We consider a general queueing model with price-sensitive customers in which the service provider seeks to balance two objectives, maximizing the average revenue rate and minimizing the average queue length. Customers arrive according to a Poisson process, observe an offered price, and decide to join the queue if their valuation exceeds the price. The queue is operated first-in first-out, and the service times are exponential. Our model represents applications in areas like make-to-order manufacturing, cloud computing, and food delivery. The optimal solution for our model is dynamic; the price changes as the state of the system changes. However, such dynamic pricing policies may be undesirable for a variety of reasons. In this work, we provide performance guarantees for a simple and natural class of static pricing policies which charge a fixed price up to a certain occupancy threshold and then allow no more customers into the system. We provide a series of results showing that such static policies can simultaneously guarantee a constant fraction of the optimal revenue with at most a constant factor increase in expected queue length. For instance, our policy for the M/M/1 setting allows bi-criteria approximations of $(0.5, 1), (0.66, 1.16), (0.75, 1.54)$ and $(0.8, 2)$ for the revenue and queue length, respectively. We also provide guarantees for settings with multiple customer classes and multiple servers, as well as the expected sojourn time objective.

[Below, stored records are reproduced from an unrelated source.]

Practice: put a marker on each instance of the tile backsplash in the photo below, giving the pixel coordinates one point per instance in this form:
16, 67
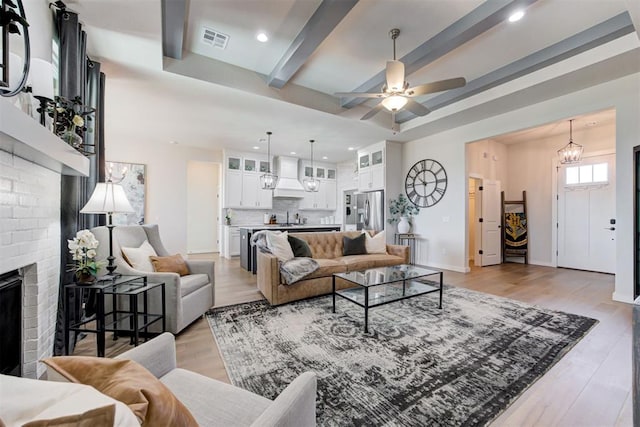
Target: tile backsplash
280, 208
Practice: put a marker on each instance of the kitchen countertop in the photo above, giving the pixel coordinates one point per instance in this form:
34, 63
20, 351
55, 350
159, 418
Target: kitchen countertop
289, 227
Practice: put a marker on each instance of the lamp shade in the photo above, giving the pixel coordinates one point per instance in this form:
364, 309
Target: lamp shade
107, 198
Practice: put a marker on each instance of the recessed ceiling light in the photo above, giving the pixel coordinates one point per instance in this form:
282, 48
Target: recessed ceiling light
516, 16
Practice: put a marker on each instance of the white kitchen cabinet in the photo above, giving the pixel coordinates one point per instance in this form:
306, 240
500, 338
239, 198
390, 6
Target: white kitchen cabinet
326, 196
253, 196
233, 189
242, 181
371, 168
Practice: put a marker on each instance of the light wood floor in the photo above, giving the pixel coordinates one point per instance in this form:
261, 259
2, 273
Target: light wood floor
590, 386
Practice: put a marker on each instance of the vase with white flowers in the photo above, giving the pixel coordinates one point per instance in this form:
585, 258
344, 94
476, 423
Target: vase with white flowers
70, 119
83, 252
401, 210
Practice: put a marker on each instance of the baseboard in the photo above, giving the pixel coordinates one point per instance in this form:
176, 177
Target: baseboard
542, 263
447, 267
617, 296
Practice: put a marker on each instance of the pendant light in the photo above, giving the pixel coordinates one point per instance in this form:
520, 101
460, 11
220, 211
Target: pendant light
572, 152
310, 183
268, 180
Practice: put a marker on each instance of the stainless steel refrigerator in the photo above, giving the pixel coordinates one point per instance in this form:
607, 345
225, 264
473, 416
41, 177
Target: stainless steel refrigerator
370, 210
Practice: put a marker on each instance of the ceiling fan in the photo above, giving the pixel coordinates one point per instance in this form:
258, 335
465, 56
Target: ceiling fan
396, 93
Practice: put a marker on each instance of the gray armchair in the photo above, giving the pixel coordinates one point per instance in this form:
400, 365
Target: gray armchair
187, 297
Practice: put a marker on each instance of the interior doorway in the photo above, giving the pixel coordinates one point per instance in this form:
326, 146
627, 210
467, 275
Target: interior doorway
587, 214
485, 233
202, 207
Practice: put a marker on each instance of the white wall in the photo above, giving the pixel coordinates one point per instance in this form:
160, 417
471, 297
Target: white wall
166, 198
202, 206
445, 241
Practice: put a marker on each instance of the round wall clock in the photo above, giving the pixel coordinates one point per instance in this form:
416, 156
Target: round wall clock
426, 183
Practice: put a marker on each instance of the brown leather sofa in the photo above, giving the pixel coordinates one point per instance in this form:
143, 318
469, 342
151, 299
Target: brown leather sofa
327, 251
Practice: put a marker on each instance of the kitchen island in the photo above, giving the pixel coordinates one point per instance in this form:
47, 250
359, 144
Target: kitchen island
248, 258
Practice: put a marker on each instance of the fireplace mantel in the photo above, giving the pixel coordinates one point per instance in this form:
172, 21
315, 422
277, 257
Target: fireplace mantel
24, 137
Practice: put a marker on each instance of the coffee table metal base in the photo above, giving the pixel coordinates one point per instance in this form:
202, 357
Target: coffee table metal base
372, 296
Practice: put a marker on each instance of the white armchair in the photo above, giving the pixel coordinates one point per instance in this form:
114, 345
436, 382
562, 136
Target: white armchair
187, 297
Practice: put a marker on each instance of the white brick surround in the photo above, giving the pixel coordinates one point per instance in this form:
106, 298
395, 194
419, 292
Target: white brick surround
30, 243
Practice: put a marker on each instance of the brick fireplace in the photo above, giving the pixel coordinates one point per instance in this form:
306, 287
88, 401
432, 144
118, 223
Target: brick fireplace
30, 243
32, 161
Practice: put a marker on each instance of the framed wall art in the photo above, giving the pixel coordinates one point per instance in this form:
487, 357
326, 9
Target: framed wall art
134, 187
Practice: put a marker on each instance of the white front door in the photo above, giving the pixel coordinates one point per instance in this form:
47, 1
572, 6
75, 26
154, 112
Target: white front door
491, 231
586, 215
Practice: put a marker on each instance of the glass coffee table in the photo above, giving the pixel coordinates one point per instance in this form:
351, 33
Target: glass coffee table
384, 285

翻译：我们研究一个具有价格敏感顾客的通用排队模型，其中服务提供商寻求平衡两个目标：最大化平均收益率和最小化平均队列长度。顾客按照泊松过程到达，观察提供的价格，并在其估值超过价格时决定加入队列。队列采用先进先出方式运作，服务时间服从指数分布。我们的模型代表了按订单生产制造、云计算和食品配送等领域的应用场景。该模型的最优解是动态的；价格随系统状态变化而调整。然而，由于多种原因，此类动态定价策略可能并不理想。在本研究中，我们为一类简单且自然的静态定价策略提供性能保证，这些策略在达到特定占用阈值前收取固定价格，之后不再允许顾客进入系统。我们通过一系列结果表明，此类静态策略能同时保证获得最优收益的恒定比例，且预期队列长度最多仅以恒定倍数增加。例如，我们在M/M/1场景中提出的策略可分别实现收益与队列长度的双准则近似比为$(0.5, 1)、(0.66, 1.16)、(0.75, 1.54)$和$(0.8, 2)$。我们还为多顾客类别、多服务器场景以及预期逗留时间目标提供了性能保证。